Filiada à Rede Sustentabilidade há pouco mais de dois meses, a ex-vereadora Toinha Rocha escreveu ontem em suas redes sociais: "Ciro Gomes é um político capaz para tirar nosso país dessa crise. Estou com ele e não abro. Nosso povo precisa muito de um brasileiro que esteja acima das questões partidárias e pequenas".

Toinha ocupa cargo na gestão Roberto Cláudio (PDT). Foi vereadora pelo Psol. Está na Rede, partido que tem em Marina Silva a fundadora e sempre potencial candidata a presidente. Depois do resultado em 2018 muito aquém das eleições anteriores, Marina já não é unanimidade no partido.

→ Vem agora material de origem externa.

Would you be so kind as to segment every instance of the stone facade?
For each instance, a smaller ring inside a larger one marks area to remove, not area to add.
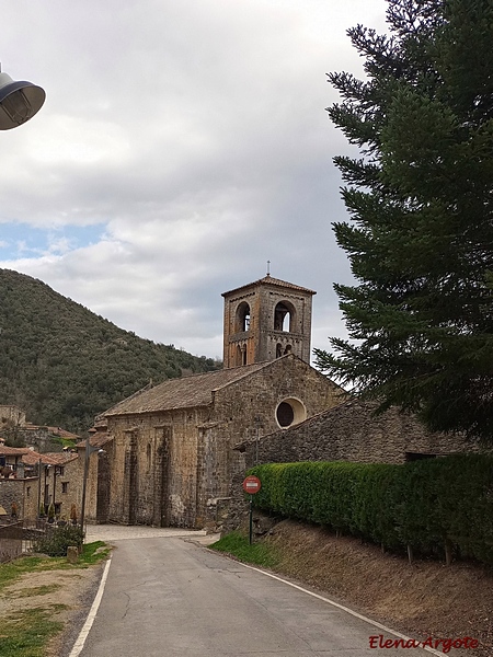
[[[106,520],[214,523],[231,476],[244,466],[232,447],[332,407],[340,394],[339,387],[287,355],[164,381],[129,397],[104,414],[112,439]]]
[[[356,461],[404,463],[419,458],[478,451],[477,442],[457,434],[427,431],[413,416],[398,410],[375,415],[376,404],[349,399],[285,431],[264,436],[259,445],[237,449],[250,468],[259,463]]]
[[[25,425],[25,413],[18,406],[0,405],[0,431],[3,426],[23,426]]]
[[[404,463],[457,452],[478,452],[481,447],[459,434],[427,431],[413,416],[391,408],[375,415],[375,403],[348,397],[283,431],[260,440],[239,442],[243,471],[231,481],[229,515],[225,529],[239,527],[248,511],[241,487],[244,472],[260,463],[299,461],[354,461]]]

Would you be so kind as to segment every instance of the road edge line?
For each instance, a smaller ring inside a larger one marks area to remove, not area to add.
[[[91,604],[91,609],[89,610],[89,614],[88,614],[88,618],[85,619],[85,623],[83,624],[82,630],[80,631],[79,636],[77,637],[76,643],[73,644],[72,649],[70,650],[69,657],[78,657],[78,655],[80,655],[80,653],[82,652],[82,648],[84,647],[85,639],[88,638],[88,634],[92,627],[92,624],[93,624],[94,619],[98,613],[98,609],[101,603],[101,599],[103,597],[104,587],[106,585],[106,579],[107,579],[107,574],[110,570],[111,563],[112,563],[112,557],[110,557],[107,560],[106,565],[104,566],[103,576],[101,577],[98,592]]]

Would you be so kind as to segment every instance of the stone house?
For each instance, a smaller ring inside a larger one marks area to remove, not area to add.
[[[19,519],[33,520],[42,506],[47,512],[51,503],[56,516],[67,520],[72,504],[80,508],[82,475],[77,454],[42,454],[30,448],[3,446],[0,458],[5,463],[5,474],[0,477],[0,504],[10,511],[15,503]]]
[[[268,275],[225,292],[221,371],[147,388],[98,418],[91,445],[106,453],[90,462],[87,518],[214,523],[243,466],[236,443],[340,404],[344,392],[309,365],[313,295]]]

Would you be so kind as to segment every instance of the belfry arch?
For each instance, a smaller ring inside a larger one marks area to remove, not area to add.
[[[289,301],[279,301],[274,309],[274,331],[295,332],[296,309]]]

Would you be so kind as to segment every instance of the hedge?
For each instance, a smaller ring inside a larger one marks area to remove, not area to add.
[[[411,548],[493,564],[493,457],[386,463],[268,463],[256,508],[308,520],[391,550]]]

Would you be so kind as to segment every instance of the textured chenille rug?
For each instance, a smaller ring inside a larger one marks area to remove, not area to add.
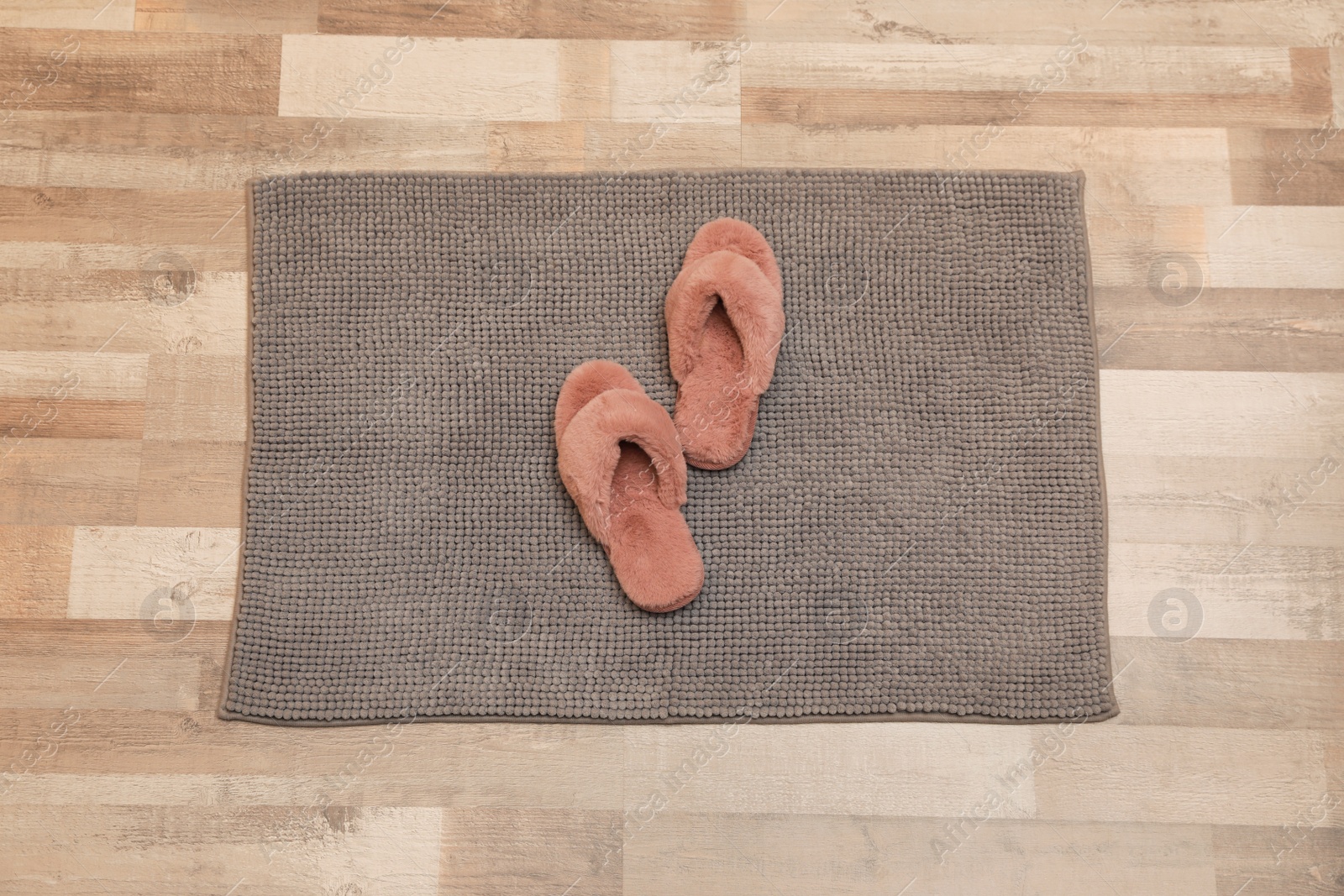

Na época de Psol, Toinha era raro nome de expressão que não vinha da mesma origem política, da mesma base social e mesmo campo hegemônico do grupo de João Alfredo e Renato Roseno. Até por isso, ela deu ao partido votos diferentes, que permitiram eleger uma bancada de dois vereadores. Hoje não tem nenhum, apesar do desempenho notável de Ailton Lopes na eleição passada. Sobraram votos ao candidato, faltaram ao partido - é a regra do voto proporcional, que fortalece legenda acima de nomes.

Desde aquela época, ela não seguia a mesma cartilha da legenda, na oposição a Roberto Cláudio. Fazia sinais de simpatia. Até que, em 2015, ela rompeu com o Psol e aderiu à base governista. Hoje, é Ferreira Gomes e não abre.